The tone of the regulations, according to IIFL analyst Harshvardhan Dole, appears to be dovish and accommodative which is a significant relief to utilities. IIFL said it expects stocks like NTPC Ltd., NHPC Ltd. and Power Grid Corporation Of India Ltd. to react positively to the new norms.

Agrees, Amish Shah, analyst at Bank of America Merrill Lynch, adding that CERC has become more lenient on the norms proposed in the draft.

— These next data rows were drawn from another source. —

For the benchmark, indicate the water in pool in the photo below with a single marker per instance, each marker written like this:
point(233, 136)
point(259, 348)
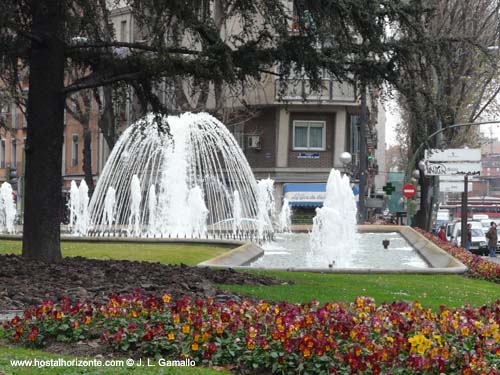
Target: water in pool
point(291, 250)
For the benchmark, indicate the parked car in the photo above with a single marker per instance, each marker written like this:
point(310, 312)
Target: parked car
point(485, 224)
point(479, 243)
point(449, 230)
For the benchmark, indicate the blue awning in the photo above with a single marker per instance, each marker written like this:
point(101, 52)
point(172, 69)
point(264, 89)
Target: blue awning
point(311, 195)
point(303, 187)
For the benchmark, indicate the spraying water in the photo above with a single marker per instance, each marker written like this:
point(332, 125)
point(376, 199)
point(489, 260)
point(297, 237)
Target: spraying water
point(135, 206)
point(74, 204)
point(265, 205)
point(236, 212)
point(198, 212)
point(199, 153)
point(78, 208)
point(333, 235)
point(7, 208)
point(83, 209)
point(285, 217)
point(109, 206)
point(152, 204)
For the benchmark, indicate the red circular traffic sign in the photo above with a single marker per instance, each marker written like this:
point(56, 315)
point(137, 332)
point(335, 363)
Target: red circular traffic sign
point(409, 191)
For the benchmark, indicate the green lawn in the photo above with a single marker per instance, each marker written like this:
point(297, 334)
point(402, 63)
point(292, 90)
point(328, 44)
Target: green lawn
point(7, 354)
point(431, 290)
point(150, 252)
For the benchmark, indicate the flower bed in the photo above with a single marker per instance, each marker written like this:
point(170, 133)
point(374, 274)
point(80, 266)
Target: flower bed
point(478, 267)
point(339, 338)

CERC has maintained the benchmark return on equity rates applicable for the thermal, hydro and transmission utilities at 15.5 percent, 16.5 percent and 15.5 percent, respectively. In its draft, the regulator had made a strong push to disincentivise power projects older than 25 years by curtailing the regulated equity eligible for earning the assured RoE of 15.5 percent. The regulator, however, has done away with such proposal in the final regulation.

“The new norms bring a sigh of relief for generating stations as they are not only less stringent vis-a-vis the draft norms, but also RoE-accretive,” Swarnim Maheshwari, equity research analyst at Edelweiss said. The final norms remove the overhang from NTPC, the brokerage said.

The order is sentiment positive as it puts to rest concerns on an assured RoE cut, Citi analyst Venkatesh Balasubramaniam said. “This is the third-consecutive five-year tariff regulation period when the regulators have not tinkered with RoE.”

CLSA analyst Bharat Parekh called the regulations a “positive surprise” and a big departure from its draft. “Apart from maintaining the RoE for NTPC, the coal-loss pass-through, the carve-out of security expenses, higher special allowances and O&M expenses were key in neutralising the tightening of norms,” he said.